Following her ban, Chand refused to be subject to forms of ‘corrective’ therapy. On 27 July, the CAS panel suspended the Hyperandrogenism Regulations, giving the IAAF two years to provide new evidence outlining the degree to which hyperandrogenic women enjoy a competitive advantage. It also specified that if the IAAF fails to do so, the Regulations are void.

This decision marks a new chapter in a long history of gender verification rules with the stated aim of ensuring a level playing field in women’s sport. I have written about and discussed the gendered premises of this form of regulation, including the particularly influential role of the International Olympic Committee (IOC) in developing scientific tests to determine women’s sex. Others, such as Lindsay Parks Pieper, have provided detailed historical accounts of how gender verification has been implemented in women’s sports. Taken together, these analyses reveal that bodies that do not appear to fit first-world feminine ideals often emerge as suspect, cast as not ‘real’ women. In the past, women from Eastern Bloc countries occupied this space in Western imaginations. Today, the targets of regulation tend to be women of Colour from non-Western countries.

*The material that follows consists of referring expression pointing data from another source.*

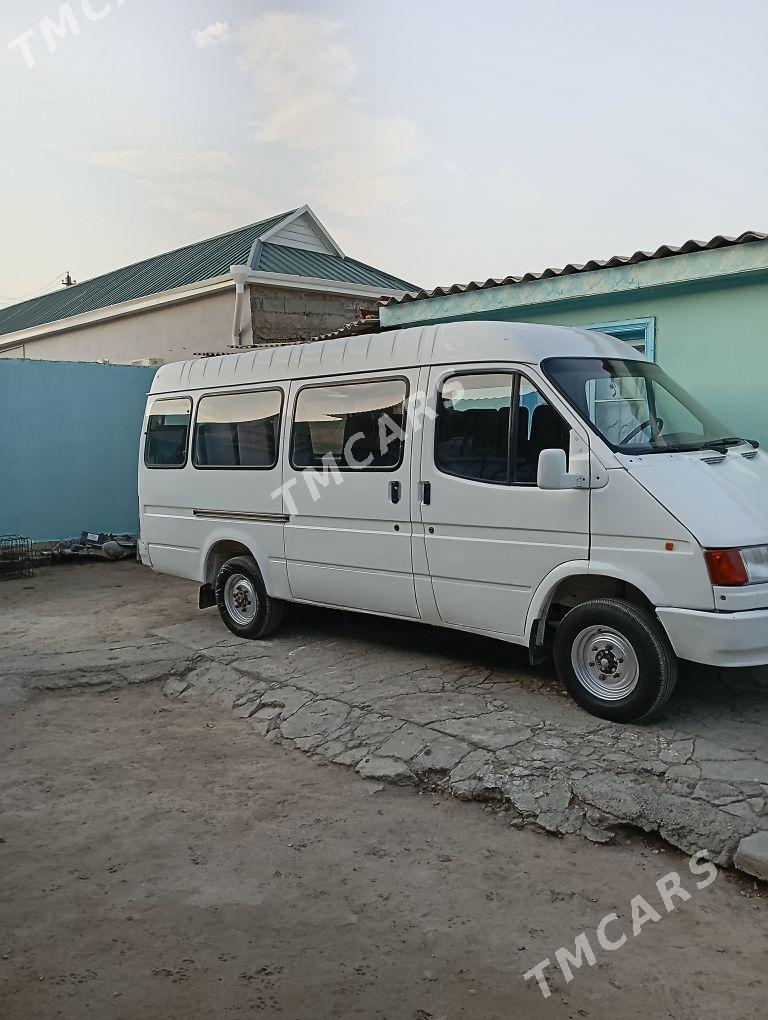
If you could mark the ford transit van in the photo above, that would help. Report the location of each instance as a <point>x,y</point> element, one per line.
<point>544,486</point>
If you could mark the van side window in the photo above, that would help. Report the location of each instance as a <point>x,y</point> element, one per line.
<point>352,425</point>
<point>540,426</point>
<point>238,429</point>
<point>477,439</point>
<point>167,431</point>
<point>472,426</point>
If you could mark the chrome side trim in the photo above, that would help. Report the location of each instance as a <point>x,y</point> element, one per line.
<point>268,518</point>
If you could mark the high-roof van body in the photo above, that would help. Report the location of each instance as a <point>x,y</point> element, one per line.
<point>544,486</point>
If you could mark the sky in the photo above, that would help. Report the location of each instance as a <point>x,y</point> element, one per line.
<point>442,141</point>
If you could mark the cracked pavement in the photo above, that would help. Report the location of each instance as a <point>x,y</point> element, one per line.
<point>413,705</point>
<point>409,704</point>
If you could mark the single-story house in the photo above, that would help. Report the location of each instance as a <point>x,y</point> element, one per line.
<point>282,277</point>
<point>700,310</point>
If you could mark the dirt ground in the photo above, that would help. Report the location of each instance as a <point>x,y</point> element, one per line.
<point>161,860</point>
<point>80,605</point>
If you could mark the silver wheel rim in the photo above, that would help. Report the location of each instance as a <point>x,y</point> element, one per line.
<point>240,599</point>
<point>605,663</point>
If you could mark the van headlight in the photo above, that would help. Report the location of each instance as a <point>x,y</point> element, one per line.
<point>737,566</point>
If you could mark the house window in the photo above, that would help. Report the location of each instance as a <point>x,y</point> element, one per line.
<point>640,334</point>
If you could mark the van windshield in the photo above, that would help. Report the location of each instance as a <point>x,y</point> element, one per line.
<point>634,405</point>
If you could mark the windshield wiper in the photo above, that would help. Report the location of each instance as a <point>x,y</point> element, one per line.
<point>728,441</point>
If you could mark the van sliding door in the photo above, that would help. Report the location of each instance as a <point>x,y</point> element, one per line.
<point>348,493</point>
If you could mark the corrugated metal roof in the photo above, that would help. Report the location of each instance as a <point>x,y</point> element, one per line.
<point>298,262</point>
<point>192,264</point>
<point>666,251</point>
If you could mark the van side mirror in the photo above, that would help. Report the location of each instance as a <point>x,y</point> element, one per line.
<point>553,472</point>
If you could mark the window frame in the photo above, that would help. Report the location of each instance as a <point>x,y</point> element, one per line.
<point>326,384</point>
<point>615,329</point>
<point>516,374</point>
<point>169,467</point>
<point>239,467</point>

In my book, Testing for Athlete Citizenship: Regulating Doping and Sex in Sport, I examine how anti-doping practices also assist in policing sex and gender. For example, drug-testing protocols require athletes to submit to a different kind of bodily scrutiny during the collection process: officials observe athletes while they are urinating to ensure that they do not alter samples. Again, the underlying rationale is said to be the protection of sport’s integrity; but precisely because this regulation is not explicitly earmarked as gender verification, it enables officials to visually observe athletes’ genitals even if they are not considered suspect. This kind of scrutiny was allegedly used to substantiate the need to conduct the tests that led to the 2006 disqualification of Santhi Soundarajan, an Indian middle-distance runner. Anti-doping regulation also circumscribes gender at the hormonal level. The regulations state that if ratios between testosterone and epitestosterone fall outside the ‘normal’ range (currently 4:1, lowered from 6:1), athletes will be under suspicion of doping.

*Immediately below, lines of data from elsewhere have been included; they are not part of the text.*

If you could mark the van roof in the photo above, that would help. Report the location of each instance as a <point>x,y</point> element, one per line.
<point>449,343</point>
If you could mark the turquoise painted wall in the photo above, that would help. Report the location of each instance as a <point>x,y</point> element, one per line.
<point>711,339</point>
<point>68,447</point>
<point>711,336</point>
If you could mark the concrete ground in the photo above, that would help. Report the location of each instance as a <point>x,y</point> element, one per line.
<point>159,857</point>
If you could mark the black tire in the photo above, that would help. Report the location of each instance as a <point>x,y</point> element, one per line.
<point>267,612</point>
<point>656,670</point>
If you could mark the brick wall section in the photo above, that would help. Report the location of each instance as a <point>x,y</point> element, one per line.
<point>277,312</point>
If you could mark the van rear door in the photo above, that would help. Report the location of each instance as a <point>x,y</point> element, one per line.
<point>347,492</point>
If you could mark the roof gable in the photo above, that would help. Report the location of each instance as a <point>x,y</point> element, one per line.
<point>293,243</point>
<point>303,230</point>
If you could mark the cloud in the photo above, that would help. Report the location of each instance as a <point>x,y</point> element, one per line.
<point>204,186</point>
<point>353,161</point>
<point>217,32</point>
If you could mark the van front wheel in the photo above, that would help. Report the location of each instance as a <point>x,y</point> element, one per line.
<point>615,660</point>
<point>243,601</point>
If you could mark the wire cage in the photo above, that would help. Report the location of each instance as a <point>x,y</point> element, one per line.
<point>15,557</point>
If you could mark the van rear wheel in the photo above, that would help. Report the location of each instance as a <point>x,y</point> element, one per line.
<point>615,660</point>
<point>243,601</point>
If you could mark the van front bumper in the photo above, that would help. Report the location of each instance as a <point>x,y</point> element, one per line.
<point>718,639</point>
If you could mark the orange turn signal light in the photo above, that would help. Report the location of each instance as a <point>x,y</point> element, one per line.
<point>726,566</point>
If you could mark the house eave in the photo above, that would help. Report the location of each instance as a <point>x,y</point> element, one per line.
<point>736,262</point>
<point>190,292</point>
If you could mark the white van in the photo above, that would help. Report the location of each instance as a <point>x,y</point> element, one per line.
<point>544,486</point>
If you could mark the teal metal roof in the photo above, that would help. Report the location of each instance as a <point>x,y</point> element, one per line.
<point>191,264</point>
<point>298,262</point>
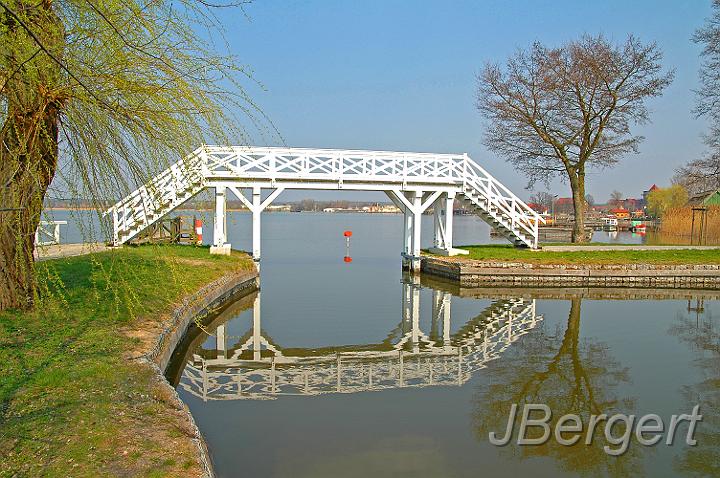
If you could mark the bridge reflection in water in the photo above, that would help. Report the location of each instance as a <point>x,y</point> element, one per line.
<point>254,367</point>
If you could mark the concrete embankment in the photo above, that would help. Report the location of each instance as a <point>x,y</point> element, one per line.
<point>475,273</point>
<point>197,307</point>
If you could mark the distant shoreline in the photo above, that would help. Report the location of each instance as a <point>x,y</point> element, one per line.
<point>87,208</point>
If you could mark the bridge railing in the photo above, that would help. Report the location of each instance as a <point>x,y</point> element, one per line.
<point>146,203</point>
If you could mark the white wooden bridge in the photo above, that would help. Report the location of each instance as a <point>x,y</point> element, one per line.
<point>257,175</point>
<point>252,367</point>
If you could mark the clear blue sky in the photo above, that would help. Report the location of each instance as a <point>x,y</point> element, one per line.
<point>400,75</point>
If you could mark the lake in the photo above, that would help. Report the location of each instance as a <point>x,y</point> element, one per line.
<point>353,369</point>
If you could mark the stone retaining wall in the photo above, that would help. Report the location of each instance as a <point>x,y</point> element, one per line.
<point>469,273</point>
<point>203,302</point>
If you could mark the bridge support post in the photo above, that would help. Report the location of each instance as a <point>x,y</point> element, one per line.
<point>256,210</point>
<point>220,244</point>
<point>221,341</point>
<point>444,227</point>
<point>256,207</point>
<point>257,344</point>
<point>417,223</point>
<point>413,204</point>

Although gender verification and anti-doping regulations rely heavily upon scientific testing, their shared history highlights a pattern in which subjective evaluations are important. Presumptions about ‘good’ and ‘bad’ athletic performances often rely on what is deemed to be unnatural in the gaze of overseeing authorities, reflecting the cultural conditions that colour their perceptions of the world. In my book, I detail how the treatment of athletes characterised as blurring the divide between women and men bring to light the very real consequences of how femininity and female physical ability are imaginatively constructed. The IOC introduced scientific testing in the 1960s so that women athletes would no longer be subjected to gynaecological examinations – referred to colloquially as ‘naked parades’. The subsequent failures of scientific testing to accurately catch the intended targets of gender-verification testing is well documented by sport historians. Instead, testing indicated that many so-called ‘normal’ women didn’t qualify as women. In sum, the technical tools actually prove that a static articulation of binary sex is unfounded. There are no rigid gendered boundaries.

Despite the current suspension of the Hyperandrogenism Regulations, the CAS panel accepts two points that the IAAF claims are foundational for the regulations. First, ‘that there is a scientific basis in the use of testosterone as a marker for the purposes of the … Regulations’, and second, that endogenous testosterone is ‘the best indicator of performance differences between male and female athletes.’ The IAAF emphasises that the CAS decision reflects acceptance that hyperandrogenic women ‘may have a competitive advantage over athletes with testosterone levels in the normal female range.’ Such statements suggest that authorities have not yet abandoned deeply held gendered beliefs about what kind of women should be eligible to participate in elite sport.